Whole genome sequencing 'not ready for widespread clinical use'
Both the technical barriers associated with human DNA sequencing and the costs involved have been decreasing for some time. A new study investigates the benefits and drawbacks of whole genome sequencing in clinical applications.
The first sequencing of a human genome began in 1990 and was completed in 2003 at a cost of $2.7 billion. Now, whole genome sequencing (WGS) can cost as little as $1,000, with the procedure taking just days.
When sequencing an organism's DNA, the order of DNA nucleotides is documented by machines. This ordering is transcribed in letters - A, C, G and T - which each represent a particular piece of DNA (adenines, guanines, thyamines and cytosines). The human genome is made up of 3 billion of these letters.
Using the genome sequence, scientists are able to find genes much more easily. In a clinical setting, it is hoped that WGS could quickly and accurately reveal the genetic basis of family diseases. Even in healthy individuals, it is believed that WGS can uncover potentially important information about a person's genes and their health.
For example, Medical News Today recently reported on new research that looked at using WGS to select embryos for in vitro fertilization.
However, it is rare that the clinical findings of WGS are reported.

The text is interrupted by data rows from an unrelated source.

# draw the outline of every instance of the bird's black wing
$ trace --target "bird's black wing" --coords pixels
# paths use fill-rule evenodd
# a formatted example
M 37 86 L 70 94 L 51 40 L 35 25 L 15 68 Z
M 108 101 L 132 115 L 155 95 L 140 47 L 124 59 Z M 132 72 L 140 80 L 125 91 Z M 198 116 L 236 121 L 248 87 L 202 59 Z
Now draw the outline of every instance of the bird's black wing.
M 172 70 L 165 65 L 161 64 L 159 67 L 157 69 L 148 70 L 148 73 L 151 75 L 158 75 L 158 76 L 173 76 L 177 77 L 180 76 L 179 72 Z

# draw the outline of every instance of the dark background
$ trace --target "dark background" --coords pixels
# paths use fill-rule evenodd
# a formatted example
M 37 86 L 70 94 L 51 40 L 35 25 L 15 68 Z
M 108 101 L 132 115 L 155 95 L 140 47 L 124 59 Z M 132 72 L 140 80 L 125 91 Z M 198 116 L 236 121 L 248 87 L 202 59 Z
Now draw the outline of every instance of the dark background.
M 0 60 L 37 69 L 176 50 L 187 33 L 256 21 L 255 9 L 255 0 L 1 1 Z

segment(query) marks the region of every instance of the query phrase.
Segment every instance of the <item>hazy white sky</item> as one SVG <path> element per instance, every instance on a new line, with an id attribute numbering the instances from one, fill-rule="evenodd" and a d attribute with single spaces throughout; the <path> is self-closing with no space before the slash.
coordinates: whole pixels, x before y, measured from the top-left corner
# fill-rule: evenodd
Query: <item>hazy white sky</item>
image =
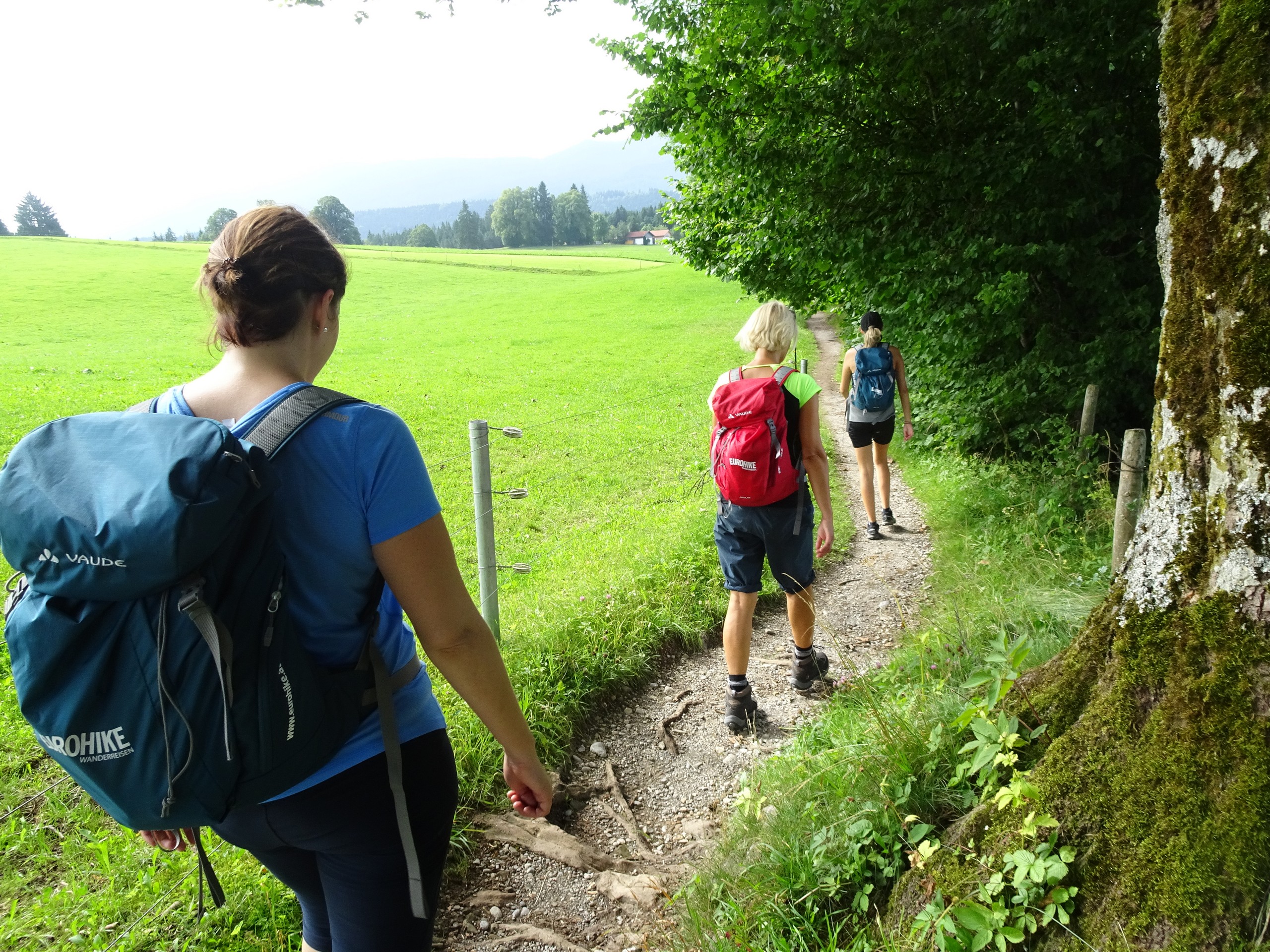
<path id="1" fill-rule="evenodd" d="M 610 0 L 544 3 L 3 0 L 0 217 L 29 190 L 71 235 L 131 237 L 329 165 L 559 151 L 638 85 L 589 42 L 635 27 Z"/>

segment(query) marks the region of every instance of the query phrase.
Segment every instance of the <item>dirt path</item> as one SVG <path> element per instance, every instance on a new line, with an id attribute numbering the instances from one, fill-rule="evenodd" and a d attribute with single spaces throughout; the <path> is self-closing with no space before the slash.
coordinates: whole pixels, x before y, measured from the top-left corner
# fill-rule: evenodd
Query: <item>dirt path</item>
<path id="1" fill-rule="evenodd" d="M 817 644 L 833 674 L 878 664 L 916 614 L 928 571 L 921 510 L 892 466 L 898 526 L 885 539 L 864 538 L 855 454 L 838 396 L 841 345 L 814 321 L 820 345 L 814 376 L 822 414 L 837 442 L 850 509 L 836 513 L 839 534 L 857 534 L 839 564 L 815 583 Z M 738 774 L 776 750 L 822 697 L 789 687 L 792 641 L 784 607 L 754 619 L 749 680 L 766 718 L 734 736 L 721 724 L 725 669 L 718 636 L 701 652 L 668 659 L 658 677 L 615 699 L 578 734 L 566 788 L 552 820 L 489 817 L 488 836 L 465 880 L 447 883 L 434 947 L 526 952 L 632 952 L 657 948 L 672 923 L 664 896 L 710 849 L 740 786 Z M 663 722 L 671 718 L 663 729 Z M 659 731 L 659 729 L 662 729 Z M 667 732 L 669 736 L 667 736 Z"/>

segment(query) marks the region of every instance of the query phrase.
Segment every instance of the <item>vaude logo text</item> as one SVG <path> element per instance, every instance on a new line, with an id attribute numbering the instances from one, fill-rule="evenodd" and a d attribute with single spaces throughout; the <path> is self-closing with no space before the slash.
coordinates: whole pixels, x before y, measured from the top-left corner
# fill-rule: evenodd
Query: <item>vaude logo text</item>
<path id="1" fill-rule="evenodd" d="M 114 566 L 116 569 L 127 569 L 128 566 L 123 564 L 122 559 L 105 559 L 104 556 L 86 556 L 86 555 L 71 555 L 65 553 L 67 562 L 79 562 L 80 565 L 102 565 L 102 566 Z M 57 565 L 62 560 L 50 552 L 47 548 L 39 553 L 41 562 L 52 562 Z"/>
<path id="2" fill-rule="evenodd" d="M 123 727 L 108 731 L 89 731 L 88 734 L 67 734 L 65 737 L 48 737 L 37 734 L 39 743 L 52 751 L 74 757 L 81 764 L 97 760 L 117 760 L 132 753 L 132 744 L 123 736 Z"/>

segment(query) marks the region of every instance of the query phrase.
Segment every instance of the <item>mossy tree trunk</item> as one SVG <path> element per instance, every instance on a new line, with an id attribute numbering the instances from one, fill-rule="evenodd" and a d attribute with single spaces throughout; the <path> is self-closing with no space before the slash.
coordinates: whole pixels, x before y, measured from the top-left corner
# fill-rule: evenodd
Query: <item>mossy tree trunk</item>
<path id="1" fill-rule="evenodd" d="M 1030 678 L 1100 949 L 1237 946 L 1270 889 L 1270 0 L 1162 14 L 1149 499 L 1124 578 Z"/>

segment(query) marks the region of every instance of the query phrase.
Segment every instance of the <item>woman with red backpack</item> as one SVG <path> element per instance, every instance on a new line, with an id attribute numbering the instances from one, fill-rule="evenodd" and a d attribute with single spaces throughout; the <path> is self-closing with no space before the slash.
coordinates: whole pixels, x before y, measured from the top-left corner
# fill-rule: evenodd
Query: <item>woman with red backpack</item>
<path id="1" fill-rule="evenodd" d="M 908 378 L 904 358 L 898 347 L 883 343 L 881 315 L 869 311 L 860 319 L 864 331 L 861 347 L 851 348 L 842 359 L 842 383 L 838 391 L 847 397 L 847 437 L 856 451 L 860 466 L 860 496 L 869 523 L 865 537 L 880 539 L 874 503 L 874 472 L 881 491 L 881 524 L 894 526 L 890 512 L 890 466 L 886 447 L 895 435 L 895 388 L 904 409 L 904 439 L 913 438 L 913 409 L 908 402 Z"/>
<path id="2" fill-rule="evenodd" d="M 715 545 L 729 592 L 723 722 L 734 731 L 751 727 L 758 715 L 747 670 L 765 557 L 785 590 L 794 636 L 790 684 L 810 691 L 829 670 L 828 656 L 812 644 L 812 557 L 833 547 L 829 457 L 820 442 L 820 386 L 784 366 L 796 336 L 794 311 L 780 301 L 759 306 L 737 334 L 742 350 L 754 352 L 753 360 L 723 373 L 710 392 L 711 468 L 719 486 Z M 822 514 L 814 541 L 809 484 Z"/>

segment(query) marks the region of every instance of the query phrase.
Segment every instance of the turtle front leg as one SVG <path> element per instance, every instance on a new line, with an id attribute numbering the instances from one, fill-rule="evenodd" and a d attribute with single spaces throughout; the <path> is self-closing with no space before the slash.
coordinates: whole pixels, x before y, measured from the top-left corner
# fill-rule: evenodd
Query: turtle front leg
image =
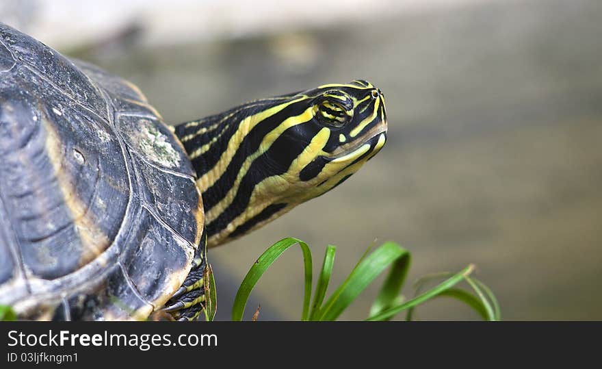
<path id="1" fill-rule="evenodd" d="M 207 233 L 203 231 L 190 272 L 161 311 L 169 313 L 176 320 L 198 319 L 206 306 L 205 280 L 207 266 Z"/>

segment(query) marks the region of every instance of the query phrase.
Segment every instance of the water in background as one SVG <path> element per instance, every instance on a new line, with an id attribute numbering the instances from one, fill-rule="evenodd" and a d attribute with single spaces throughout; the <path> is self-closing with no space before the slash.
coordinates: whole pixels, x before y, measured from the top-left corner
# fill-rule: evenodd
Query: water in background
<path id="1" fill-rule="evenodd" d="M 72 55 L 137 84 L 176 123 L 239 103 L 365 78 L 387 99 L 384 149 L 336 190 L 209 251 L 220 318 L 269 245 L 338 246 L 336 286 L 396 241 L 410 280 L 475 263 L 506 319 L 601 319 L 602 3 L 505 1 L 335 28 L 198 44 L 103 45 Z M 301 253 L 264 275 L 249 316 L 298 319 Z M 378 283 L 342 316 L 367 316 Z M 411 294 L 411 290 L 406 293 Z M 471 319 L 436 301 L 423 319 Z"/>

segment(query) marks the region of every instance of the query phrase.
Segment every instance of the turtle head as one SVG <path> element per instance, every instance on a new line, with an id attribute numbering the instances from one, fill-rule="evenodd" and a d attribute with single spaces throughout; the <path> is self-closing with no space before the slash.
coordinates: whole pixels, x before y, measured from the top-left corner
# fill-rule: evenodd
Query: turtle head
<path id="1" fill-rule="evenodd" d="M 286 175 L 306 201 L 334 188 L 376 155 L 387 123 L 382 92 L 367 81 L 324 85 L 304 94 L 313 97 L 313 117 L 291 131 L 291 144 L 302 142 L 305 149 Z"/>
<path id="2" fill-rule="evenodd" d="M 364 80 L 256 100 L 176 127 L 202 192 L 208 245 L 332 190 L 380 150 L 387 127 L 382 93 Z"/>

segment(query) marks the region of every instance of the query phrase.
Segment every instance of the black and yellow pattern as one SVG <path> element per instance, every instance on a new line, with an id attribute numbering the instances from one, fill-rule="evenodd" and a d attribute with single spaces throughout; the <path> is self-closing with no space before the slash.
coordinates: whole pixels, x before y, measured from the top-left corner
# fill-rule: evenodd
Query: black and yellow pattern
<path id="1" fill-rule="evenodd" d="M 196 171 L 209 247 L 347 179 L 384 144 L 382 92 L 356 80 L 256 100 L 175 129 Z"/>

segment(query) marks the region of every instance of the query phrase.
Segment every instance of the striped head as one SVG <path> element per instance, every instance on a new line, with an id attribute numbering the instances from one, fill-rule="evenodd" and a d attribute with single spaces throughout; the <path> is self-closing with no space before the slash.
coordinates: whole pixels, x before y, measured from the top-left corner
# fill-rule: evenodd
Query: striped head
<path id="1" fill-rule="evenodd" d="M 257 100 L 176 127 L 202 192 L 209 246 L 332 190 L 384 144 L 384 99 L 370 83 Z"/>

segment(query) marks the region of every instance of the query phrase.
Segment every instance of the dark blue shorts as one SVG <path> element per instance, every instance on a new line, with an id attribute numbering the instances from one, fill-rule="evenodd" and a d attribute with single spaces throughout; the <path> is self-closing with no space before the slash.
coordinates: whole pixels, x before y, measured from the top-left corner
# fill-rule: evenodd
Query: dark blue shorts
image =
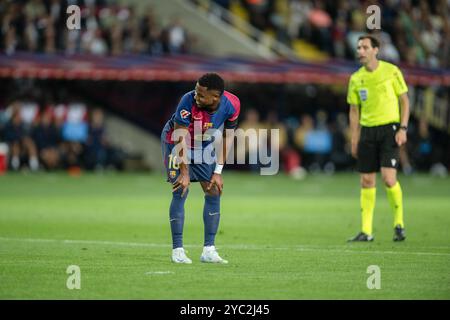
<path id="1" fill-rule="evenodd" d="M 174 157 L 175 153 L 172 154 L 172 150 L 175 147 L 175 145 L 161 141 L 161 146 L 162 146 L 164 166 L 166 167 L 167 172 L 167 181 L 173 184 L 177 180 L 178 175 L 180 174 L 180 168 L 177 165 L 176 159 Z M 191 182 L 210 181 L 214 173 L 215 167 L 216 167 L 215 163 L 189 164 L 189 177 L 191 179 Z"/>

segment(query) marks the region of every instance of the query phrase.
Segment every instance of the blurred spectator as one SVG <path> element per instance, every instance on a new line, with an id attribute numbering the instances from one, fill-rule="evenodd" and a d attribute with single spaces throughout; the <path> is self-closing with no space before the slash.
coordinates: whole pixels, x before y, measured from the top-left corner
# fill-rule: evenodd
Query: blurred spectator
<path id="1" fill-rule="evenodd" d="M 258 171 L 260 169 L 260 159 L 258 150 L 260 149 L 259 143 L 259 130 L 264 128 L 264 125 L 260 121 L 259 112 L 256 109 L 248 109 L 245 113 L 244 120 L 239 124 L 239 128 L 250 133 L 249 130 L 254 130 L 257 141 L 247 141 L 245 144 L 237 144 L 236 155 L 237 159 L 247 159 L 245 163 L 248 163 L 252 171 Z M 238 162 L 239 164 L 239 162 Z"/>
<path id="2" fill-rule="evenodd" d="M 101 109 L 91 113 L 89 136 L 86 142 L 86 165 L 89 169 L 103 169 L 107 160 L 104 115 Z"/>
<path id="3" fill-rule="evenodd" d="M 249 14 L 249 22 L 256 28 L 266 31 L 275 24 L 277 34 L 288 35 L 287 42 L 294 43 L 293 40 L 301 38 L 332 56 L 351 60 L 358 37 L 372 32 L 366 27 L 366 8 L 375 3 L 381 6 L 382 14 L 382 59 L 433 68 L 450 65 L 450 3 L 447 0 L 386 0 L 381 3 L 241 0 L 241 3 Z M 280 18 L 283 16 L 285 22 Z M 272 23 L 267 17 L 272 17 Z"/>
<path id="4" fill-rule="evenodd" d="M 81 7 L 81 30 L 66 27 L 67 5 Z M 17 51 L 170 54 L 189 52 L 188 30 L 175 19 L 162 32 L 149 7 L 146 15 L 134 6 L 105 1 L 24 0 L 0 5 L 0 49 Z M 189 46 L 188 46 L 189 44 Z"/>
<path id="5" fill-rule="evenodd" d="M 38 149 L 39 159 L 47 170 L 57 169 L 60 165 L 59 145 L 61 137 L 53 118 L 53 108 L 47 107 L 41 113 L 32 134 Z"/>
<path id="6" fill-rule="evenodd" d="M 167 27 L 170 53 L 187 52 L 187 31 L 180 18 L 174 18 Z"/>
<path id="7" fill-rule="evenodd" d="M 308 171 L 323 169 L 325 172 L 334 172 L 334 165 L 330 162 L 332 137 L 326 122 L 327 114 L 323 111 L 317 112 L 316 126 L 310 115 L 304 115 L 295 132 L 295 142 Z"/>
<path id="8" fill-rule="evenodd" d="M 271 150 L 271 147 L 274 150 L 279 150 L 279 159 L 281 159 L 282 168 L 284 171 L 294 179 L 301 179 L 305 176 L 305 170 L 301 167 L 301 158 L 298 152 L 289 146 L 288 144 L 288 130 L 284 123 L 280 122 L 278 119 L 278 113 L 274 110 L 271 110 L 267 114 L 267 119 L 263 123 L 263 127 L 272 130 L 278 130 L 278 141 L 272 141 L 271 135 L 269 134 L 269 147 L 268 150 Z M 274 143 L 276 144 L 274 146 Z"/>
<path id="9" fill-rule="evenodd" d="M 11 118 L 5 126 L 5 141 L 9 145 L 11 168 L 19 170 L 23 160 L 28 160 L 32 171 L 39 169 L 37 149 L 34 141 L 27 134 L 20 112 L 20 103 L 11 107 Z"/>

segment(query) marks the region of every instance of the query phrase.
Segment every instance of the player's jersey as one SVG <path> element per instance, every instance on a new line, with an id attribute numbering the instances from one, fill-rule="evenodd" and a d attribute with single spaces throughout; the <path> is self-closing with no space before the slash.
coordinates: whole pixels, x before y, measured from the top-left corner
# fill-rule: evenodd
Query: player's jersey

Therefore, scientists do not have much information on how effective or reliable WGS is as a clinical tool.
Three main problems in using WGS to diagnose disease or risk of disease
Researchers from the Stanford Center for Inherited Cardiovascular Disease in California recruited 12 adult volunteers who underwent WGS between November 2011 and March 2012. The results were reviewed by a multidisciplinary team, and the researchers published their findings in the journal JAMA.
The study identifies three problems with using WGS in a clinical setting.
Firstly, the study found that WGS' coverage of inherited-disease genes was incomplete. Being able to accurately map the important parts of the genome for diseases that run in families is more difficult than mapping other sections of the genome.
Secondly, the researchers could not reproduce all of the genetic variations that were detected, and the experts in the study could not agree on which types of variation were important for disease.
Thirdly, the experts in the study disagreed on which of the WGS results were most meaningful, or "clinically reportable."
Consequently, the authors conclude that although the analytical validity of WGS is improving, there are still technical challenges with assessing individual results. Although the financial cost of the sequencing has made the technology more accessible, there are still "considerable" human resource needs in order to interpret and validate the data returned by WGS.
Writing in a linked comment, JAMA associate editor Dr. William Gregory Feero says that studies like this "provide a glimpse of what is possible but demonstrate that much remains to be learned about previously assumed to be 'known' information as well as myriad 'known unknowns' and 'unknown unknowns' before truly successful widespread integration can occur."
"A question facing potential early adopters of genome sequencing as an adjunct to patient care is whether or not having WGS data, at this time, will decrease uncertainty and improve outcomes or merely exponentially increase the complexity of clinical care."